The workers are seeking better job stability, higher pay and lighter productivity pressures from the company, which is owned by conservative billionaire Elon Musk. They are also seeking to organize roughly 1,000 workers in manufacturing at the Gigafactory, and have received guidance from leaders of the Starbucks union campaign like Jaz Brisack, who labor officials found was illegally fired by Starbucks for her union leadership last year.
“I believe in Tesla, our mission, and the work I do at the company,” Tesla worker Zahra Lahrache said in a statement. “As much as I love my job, it can feel very disheartening living paycheck to paycheck when I work for one of the most successful companies in the world.”
“They promised big incentives, but have delivered on little, too late, and in some cases, not at all,” added Tesla worker Tzivyiah Abosch.
Workers have tried to unionize Tesla before, but have faced fierce resistance from vehement union opponent Elon Musk. In 2017, workers went public with a campaign to unionize the company’s factory in Fremont, California, with United Auto Workers (UAW) — but after the company illegally fired a union activist, as labor officials found, the union effort fizzled out.

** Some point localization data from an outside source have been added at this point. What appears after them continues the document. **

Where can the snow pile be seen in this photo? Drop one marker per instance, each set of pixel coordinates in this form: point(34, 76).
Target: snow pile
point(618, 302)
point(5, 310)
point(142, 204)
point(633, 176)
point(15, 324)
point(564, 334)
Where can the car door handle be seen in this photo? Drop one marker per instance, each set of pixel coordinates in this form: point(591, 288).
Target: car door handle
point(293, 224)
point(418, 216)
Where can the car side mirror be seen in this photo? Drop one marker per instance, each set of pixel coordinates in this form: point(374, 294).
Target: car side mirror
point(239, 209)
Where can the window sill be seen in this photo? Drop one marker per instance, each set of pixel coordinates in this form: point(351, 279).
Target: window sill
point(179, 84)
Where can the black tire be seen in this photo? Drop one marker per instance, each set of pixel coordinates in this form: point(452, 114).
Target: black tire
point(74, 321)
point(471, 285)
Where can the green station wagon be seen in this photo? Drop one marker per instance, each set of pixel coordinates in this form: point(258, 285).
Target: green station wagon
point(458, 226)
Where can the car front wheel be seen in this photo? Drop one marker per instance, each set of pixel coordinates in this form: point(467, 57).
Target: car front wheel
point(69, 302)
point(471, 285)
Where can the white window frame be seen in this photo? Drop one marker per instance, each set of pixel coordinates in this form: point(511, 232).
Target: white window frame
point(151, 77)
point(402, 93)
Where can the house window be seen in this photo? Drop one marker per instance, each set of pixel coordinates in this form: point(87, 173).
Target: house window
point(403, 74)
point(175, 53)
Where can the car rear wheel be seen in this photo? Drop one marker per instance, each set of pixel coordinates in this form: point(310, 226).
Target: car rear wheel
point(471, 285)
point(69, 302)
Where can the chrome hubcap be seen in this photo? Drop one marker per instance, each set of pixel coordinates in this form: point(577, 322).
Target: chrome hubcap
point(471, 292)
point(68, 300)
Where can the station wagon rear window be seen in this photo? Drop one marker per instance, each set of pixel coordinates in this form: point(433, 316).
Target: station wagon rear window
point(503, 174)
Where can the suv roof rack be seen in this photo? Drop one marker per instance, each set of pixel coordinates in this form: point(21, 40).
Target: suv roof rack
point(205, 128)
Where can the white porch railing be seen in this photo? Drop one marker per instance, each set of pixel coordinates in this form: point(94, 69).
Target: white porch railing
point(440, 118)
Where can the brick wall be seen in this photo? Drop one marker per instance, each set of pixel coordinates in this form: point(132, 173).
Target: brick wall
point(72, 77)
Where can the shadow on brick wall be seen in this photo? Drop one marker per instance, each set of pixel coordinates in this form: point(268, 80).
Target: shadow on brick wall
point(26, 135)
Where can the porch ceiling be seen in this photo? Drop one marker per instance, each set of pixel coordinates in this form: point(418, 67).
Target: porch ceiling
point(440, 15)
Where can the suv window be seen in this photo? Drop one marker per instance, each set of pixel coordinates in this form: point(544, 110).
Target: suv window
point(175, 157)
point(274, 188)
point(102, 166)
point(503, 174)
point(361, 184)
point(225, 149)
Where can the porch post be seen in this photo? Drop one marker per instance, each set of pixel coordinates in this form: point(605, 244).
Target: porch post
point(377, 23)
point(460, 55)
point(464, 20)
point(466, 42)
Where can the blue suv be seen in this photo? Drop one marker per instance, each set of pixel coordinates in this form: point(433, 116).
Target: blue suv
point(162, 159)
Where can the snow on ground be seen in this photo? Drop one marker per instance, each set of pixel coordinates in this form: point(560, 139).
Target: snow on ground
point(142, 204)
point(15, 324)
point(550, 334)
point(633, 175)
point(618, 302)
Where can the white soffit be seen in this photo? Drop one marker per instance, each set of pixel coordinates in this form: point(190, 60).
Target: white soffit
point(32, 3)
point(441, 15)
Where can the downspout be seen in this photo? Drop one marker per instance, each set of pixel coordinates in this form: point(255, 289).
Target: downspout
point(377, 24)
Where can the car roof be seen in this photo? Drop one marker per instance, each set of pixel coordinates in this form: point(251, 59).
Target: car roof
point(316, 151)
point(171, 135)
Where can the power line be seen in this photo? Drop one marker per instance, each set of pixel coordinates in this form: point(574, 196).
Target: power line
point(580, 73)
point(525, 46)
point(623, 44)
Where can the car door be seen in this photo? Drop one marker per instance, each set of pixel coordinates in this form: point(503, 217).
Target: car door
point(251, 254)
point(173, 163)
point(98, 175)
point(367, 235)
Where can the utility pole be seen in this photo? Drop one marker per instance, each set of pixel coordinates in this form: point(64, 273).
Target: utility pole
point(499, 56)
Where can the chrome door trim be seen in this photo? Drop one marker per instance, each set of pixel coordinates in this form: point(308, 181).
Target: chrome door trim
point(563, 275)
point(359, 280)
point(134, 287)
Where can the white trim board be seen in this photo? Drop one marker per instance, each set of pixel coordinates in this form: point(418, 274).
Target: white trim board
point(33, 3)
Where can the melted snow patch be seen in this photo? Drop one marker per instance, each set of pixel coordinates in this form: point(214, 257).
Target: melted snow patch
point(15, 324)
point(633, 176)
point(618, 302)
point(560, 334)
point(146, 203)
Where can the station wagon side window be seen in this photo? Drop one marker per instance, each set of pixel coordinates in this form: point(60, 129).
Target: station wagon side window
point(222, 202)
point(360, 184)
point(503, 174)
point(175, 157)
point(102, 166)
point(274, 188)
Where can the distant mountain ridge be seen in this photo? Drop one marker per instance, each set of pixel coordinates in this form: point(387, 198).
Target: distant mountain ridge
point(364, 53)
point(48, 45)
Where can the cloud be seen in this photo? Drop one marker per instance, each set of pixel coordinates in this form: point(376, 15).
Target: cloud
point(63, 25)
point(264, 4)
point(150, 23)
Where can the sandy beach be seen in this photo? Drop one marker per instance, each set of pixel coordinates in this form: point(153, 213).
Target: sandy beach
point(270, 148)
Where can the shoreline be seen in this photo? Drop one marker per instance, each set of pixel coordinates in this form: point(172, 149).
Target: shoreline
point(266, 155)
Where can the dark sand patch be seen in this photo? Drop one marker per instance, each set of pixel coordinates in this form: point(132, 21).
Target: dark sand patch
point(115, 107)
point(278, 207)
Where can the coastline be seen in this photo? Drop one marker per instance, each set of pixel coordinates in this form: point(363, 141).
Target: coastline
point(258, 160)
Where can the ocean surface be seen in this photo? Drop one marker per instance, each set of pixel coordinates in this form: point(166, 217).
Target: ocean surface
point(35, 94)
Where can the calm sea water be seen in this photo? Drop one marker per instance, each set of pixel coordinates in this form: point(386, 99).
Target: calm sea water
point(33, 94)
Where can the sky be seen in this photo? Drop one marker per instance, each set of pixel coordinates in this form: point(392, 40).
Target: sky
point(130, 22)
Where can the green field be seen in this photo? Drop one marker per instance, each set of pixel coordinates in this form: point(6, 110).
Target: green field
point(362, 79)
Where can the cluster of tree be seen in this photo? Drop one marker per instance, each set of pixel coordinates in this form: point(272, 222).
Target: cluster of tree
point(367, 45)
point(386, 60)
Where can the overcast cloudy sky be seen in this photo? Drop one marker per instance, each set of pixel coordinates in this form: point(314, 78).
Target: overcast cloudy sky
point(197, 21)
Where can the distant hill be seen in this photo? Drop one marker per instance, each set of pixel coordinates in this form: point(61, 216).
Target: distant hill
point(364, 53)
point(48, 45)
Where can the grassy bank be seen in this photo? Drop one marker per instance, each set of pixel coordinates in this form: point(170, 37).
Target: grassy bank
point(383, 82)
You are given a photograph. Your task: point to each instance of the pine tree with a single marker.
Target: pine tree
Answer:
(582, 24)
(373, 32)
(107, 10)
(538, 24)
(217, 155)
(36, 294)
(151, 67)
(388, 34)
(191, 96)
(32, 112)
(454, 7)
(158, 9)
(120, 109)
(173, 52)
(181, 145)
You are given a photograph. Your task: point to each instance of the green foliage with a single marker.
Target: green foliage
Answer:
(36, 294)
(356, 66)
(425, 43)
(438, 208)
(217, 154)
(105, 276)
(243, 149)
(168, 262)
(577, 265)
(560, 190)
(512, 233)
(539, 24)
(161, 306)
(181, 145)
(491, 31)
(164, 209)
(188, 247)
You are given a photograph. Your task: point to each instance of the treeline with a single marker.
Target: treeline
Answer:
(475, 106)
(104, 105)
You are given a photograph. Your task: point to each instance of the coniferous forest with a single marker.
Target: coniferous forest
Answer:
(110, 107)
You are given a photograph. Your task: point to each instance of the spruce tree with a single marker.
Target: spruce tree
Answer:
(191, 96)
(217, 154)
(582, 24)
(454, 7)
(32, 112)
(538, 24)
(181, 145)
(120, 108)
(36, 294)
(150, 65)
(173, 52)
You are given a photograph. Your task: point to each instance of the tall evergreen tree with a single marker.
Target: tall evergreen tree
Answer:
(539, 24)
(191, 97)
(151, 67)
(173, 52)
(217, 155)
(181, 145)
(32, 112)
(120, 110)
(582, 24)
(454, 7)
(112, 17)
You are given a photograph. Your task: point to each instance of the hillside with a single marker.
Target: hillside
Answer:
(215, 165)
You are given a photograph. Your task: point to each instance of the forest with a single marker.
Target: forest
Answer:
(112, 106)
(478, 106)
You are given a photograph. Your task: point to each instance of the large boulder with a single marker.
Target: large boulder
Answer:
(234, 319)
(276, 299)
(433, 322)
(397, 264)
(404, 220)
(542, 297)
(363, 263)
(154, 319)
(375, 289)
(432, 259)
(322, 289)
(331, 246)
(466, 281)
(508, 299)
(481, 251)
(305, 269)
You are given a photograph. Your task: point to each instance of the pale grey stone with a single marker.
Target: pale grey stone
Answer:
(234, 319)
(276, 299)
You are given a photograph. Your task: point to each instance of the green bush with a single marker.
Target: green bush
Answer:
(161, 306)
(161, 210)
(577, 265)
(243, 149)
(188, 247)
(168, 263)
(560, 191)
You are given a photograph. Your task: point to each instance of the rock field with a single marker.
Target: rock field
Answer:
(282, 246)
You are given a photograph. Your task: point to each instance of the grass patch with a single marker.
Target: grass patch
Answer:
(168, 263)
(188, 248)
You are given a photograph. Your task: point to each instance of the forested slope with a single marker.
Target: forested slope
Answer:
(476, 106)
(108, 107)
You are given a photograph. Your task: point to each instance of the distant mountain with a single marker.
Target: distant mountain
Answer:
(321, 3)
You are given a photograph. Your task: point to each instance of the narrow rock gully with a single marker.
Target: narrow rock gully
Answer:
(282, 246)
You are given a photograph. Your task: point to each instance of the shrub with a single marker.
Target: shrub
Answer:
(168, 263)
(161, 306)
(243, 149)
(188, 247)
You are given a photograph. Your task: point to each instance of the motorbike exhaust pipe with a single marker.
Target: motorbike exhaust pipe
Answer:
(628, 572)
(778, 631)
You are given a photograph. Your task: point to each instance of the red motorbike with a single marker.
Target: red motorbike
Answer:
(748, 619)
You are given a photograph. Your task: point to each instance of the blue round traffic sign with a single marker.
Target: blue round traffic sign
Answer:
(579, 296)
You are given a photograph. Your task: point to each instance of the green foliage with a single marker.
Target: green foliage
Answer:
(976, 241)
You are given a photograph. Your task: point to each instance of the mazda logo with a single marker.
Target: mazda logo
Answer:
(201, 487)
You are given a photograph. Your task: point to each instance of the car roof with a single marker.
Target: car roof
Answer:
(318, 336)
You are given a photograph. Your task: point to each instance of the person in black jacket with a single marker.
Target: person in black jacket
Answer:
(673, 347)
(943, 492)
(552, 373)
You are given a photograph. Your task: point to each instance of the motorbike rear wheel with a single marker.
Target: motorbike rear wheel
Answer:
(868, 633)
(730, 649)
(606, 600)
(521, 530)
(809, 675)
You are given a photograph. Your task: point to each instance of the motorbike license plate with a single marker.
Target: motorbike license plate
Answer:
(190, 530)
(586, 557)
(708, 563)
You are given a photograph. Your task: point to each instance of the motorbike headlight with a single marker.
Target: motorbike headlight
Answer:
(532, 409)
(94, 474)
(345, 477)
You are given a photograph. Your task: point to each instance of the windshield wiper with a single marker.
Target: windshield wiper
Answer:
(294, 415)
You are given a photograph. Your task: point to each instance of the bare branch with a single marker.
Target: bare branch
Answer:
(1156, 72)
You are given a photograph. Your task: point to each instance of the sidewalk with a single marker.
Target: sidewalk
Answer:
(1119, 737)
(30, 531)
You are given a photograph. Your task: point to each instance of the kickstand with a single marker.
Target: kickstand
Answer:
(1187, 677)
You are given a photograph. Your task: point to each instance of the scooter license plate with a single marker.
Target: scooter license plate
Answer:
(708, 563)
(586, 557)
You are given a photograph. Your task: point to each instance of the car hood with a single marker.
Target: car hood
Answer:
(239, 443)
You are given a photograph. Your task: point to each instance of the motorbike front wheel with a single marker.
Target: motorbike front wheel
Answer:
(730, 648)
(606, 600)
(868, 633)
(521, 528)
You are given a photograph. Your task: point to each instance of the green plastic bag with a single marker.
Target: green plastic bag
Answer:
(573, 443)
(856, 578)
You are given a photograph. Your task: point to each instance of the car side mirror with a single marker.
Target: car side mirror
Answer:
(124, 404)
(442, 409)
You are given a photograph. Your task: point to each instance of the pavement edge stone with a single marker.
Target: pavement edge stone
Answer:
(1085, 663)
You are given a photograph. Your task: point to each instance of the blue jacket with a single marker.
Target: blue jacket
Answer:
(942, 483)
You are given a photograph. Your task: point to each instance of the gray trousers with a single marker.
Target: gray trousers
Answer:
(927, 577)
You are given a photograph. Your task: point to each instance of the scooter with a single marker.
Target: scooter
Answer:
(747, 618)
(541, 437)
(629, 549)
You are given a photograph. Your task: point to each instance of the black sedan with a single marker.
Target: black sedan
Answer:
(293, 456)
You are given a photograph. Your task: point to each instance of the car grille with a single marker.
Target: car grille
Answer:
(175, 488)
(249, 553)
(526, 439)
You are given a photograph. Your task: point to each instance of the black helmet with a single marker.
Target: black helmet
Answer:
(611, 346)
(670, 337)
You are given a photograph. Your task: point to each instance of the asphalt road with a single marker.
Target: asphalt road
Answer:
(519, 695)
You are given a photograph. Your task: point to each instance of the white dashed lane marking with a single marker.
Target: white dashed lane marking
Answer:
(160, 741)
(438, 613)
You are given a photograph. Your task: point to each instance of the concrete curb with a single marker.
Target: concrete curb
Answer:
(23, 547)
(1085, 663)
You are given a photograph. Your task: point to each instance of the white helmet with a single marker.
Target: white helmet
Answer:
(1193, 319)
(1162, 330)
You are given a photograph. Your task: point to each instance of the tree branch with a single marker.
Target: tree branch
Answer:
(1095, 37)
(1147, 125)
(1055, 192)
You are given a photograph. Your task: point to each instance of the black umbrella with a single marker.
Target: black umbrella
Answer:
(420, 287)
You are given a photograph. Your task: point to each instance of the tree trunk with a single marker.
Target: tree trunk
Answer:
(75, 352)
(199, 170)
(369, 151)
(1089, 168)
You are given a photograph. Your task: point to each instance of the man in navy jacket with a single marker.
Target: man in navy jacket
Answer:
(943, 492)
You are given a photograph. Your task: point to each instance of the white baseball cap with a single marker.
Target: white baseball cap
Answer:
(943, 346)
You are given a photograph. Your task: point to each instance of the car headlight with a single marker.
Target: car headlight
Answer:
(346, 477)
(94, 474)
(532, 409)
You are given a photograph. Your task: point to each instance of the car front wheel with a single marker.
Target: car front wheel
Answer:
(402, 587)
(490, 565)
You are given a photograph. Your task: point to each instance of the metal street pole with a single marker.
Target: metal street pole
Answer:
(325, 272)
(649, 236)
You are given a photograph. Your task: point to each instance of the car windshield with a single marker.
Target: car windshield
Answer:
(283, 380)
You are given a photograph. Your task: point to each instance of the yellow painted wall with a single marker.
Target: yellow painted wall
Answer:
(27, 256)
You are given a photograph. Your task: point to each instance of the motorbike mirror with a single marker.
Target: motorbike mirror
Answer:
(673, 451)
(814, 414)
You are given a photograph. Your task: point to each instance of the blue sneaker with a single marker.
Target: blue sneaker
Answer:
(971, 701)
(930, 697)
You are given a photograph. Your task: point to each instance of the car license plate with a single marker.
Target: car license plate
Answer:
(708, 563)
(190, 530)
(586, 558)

Musk has also flagrantly broken labor laws. In 2021, the National Labor Relations Board (NLRB) determined that a 2018 tweet from Musk discouraging workers from unionizing was illegal and ordered him to delete it. But the tweet remains up two years after that decision.
Other reports from employees about toxic work environments fostered by Musk have raised alarm with labor advocates. The right-wing billionaire, who now owns Twitter, appears to be willing to fire workers who don’t boost his ego at the drop of a pin; his first move at Twitter was to lay off workers en masse. Regulators recently ordered the company to reclassify its main office in San Francisco if it wants to maintain the beds it is keeping in the building for workers to sleep in so they can meet their work quotas.
Meanwhile, Tesla’s California factory has been sued by the state over allegations of rampant racism at the factory, where workers say they are segregated by race and Black workers face racial slurs throughout the work day.